TWST: Which area of the industry do you think has the greatest potential for long-term growth?
Mr. Galves: It's really about applications of the battery technology, and these batteries can be used in hybrid vehicles, plug-in hybrid vehicles, which are essentially a traditional hybrid. That is, the vehicle has a gas engine as well as an electric motor, but with a plug-in hybrid you can actually plug the vehicle into the grid and recharge the battery that way, as well as drive purely on electric power for tens of miles; whereas a traditional hybrid, you can't do that. It charges as you are driving, and pure electric propulsion is very limited. And then you also have pure electric vehicles. That's in the light vehicle sector. And then I think there is also going to be a lot of activity going on with commercial vehicles like buses or other good applications; for example, like a garbage truck. Something that goes fairly short distances, is idling quite a bit, so there are a lot of emissions per mileage driving. There is a lot of emissions in these commercial vehicles. So that's an application that electrification can be very positive for.

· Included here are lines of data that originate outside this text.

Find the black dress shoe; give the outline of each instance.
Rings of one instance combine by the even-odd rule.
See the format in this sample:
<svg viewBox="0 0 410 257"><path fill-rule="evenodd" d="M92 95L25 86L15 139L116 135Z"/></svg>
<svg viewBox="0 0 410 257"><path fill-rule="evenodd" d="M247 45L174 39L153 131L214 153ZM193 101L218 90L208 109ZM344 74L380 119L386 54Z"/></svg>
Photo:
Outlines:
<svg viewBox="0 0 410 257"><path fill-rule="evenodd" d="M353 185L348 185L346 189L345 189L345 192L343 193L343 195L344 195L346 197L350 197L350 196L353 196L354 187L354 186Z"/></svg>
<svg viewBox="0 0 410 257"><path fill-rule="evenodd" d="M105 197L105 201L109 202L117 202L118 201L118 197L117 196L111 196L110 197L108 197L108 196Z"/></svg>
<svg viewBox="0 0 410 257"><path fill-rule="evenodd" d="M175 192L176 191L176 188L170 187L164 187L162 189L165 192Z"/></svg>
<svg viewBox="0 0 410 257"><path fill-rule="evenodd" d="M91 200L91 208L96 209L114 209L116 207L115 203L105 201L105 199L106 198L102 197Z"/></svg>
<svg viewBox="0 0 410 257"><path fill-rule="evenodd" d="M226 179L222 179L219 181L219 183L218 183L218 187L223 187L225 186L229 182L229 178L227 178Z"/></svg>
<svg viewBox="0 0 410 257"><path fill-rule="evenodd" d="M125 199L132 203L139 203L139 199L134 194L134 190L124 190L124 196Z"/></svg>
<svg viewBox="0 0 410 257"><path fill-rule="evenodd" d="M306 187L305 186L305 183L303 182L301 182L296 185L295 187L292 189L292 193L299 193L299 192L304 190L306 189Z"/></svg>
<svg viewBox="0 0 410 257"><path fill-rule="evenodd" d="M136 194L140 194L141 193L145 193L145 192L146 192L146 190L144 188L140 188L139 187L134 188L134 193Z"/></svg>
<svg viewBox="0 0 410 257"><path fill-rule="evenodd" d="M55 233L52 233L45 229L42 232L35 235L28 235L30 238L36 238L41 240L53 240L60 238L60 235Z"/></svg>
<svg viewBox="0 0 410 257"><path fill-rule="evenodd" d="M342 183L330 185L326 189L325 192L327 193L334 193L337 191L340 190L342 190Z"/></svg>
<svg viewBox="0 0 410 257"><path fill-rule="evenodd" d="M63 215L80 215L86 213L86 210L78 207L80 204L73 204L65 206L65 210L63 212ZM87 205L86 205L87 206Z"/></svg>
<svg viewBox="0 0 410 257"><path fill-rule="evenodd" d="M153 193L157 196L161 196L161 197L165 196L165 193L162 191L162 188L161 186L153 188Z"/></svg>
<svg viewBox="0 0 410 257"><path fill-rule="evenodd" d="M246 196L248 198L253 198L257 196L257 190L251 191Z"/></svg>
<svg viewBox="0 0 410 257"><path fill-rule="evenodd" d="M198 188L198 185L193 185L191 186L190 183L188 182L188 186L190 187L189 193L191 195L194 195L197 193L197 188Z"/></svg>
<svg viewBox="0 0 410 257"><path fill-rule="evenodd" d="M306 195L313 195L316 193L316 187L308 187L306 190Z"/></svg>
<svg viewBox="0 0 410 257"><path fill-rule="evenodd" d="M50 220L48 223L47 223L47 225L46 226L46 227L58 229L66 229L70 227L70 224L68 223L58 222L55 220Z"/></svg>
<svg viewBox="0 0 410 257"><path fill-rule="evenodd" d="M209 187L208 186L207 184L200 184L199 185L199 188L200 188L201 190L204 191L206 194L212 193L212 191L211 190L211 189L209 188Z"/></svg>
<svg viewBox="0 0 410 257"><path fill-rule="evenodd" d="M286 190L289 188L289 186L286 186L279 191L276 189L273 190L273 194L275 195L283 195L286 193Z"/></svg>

Those are kind of the automotive applications that we are looking at, but there is an entire other sector, which is referred to as grid storage or power storage that lithium-ion batteries can be used. They can be used to essentially flatten the supply/demand volatility within the electric grid. If you get a spike in electricity demand, you can have lithium-ion batteries connected to your power generation plant that injects electricity very quickly into the grid to help meet that demand. We are seeing a lot of activity in this application right now, which is called frequency regulation. In the long term, there is also the potential for lithium-ion batteries to be used for bulk energy storage. For example, one of the problems with wind energy is that it can't be stored. If the wind is blowing at night and there is not a lot of demand for electricity at night, you lose that energy. There is a potential for these batteries to store large amounts of this energy so it can be used later when there is more demand.
So I would say that investors are mostly focused on the automotive market and even within that, mostly in passenger car and light duty trucks. It's probably the easiest sector to estimate because you know how many vehicles are produced in the world and you can make an estimate for what the penetration of these different electric vehicles are going to be and come up with an estimate. With the grid and with commercial vehicles, it's more difficult. But I thought there were some really interesting comments by SANYO (6764.TYO) recently. They are the biggest lithium-ion producer right now, mostly for laptops and cell phones. The current lithium-ion battery market is about $13 billion per year, almost all in the consumer products. SANYO believes that will more than triple to $44 billion in 2015, and what's really interesting is the split. They think that the consumer electronics industry will continue to be about a $13 billion market for lithium-ion batteries. Vehicle applications will be another $13 billion, and that this power storage sector that I was just discussing is going to be $18 billion. So I think that's underappreciated by investors, that it's not just electric vehicles that can drive demand for lithium-ion batteries. It's also this power storage area, which a lot of battery experts think will be just as big as automotive.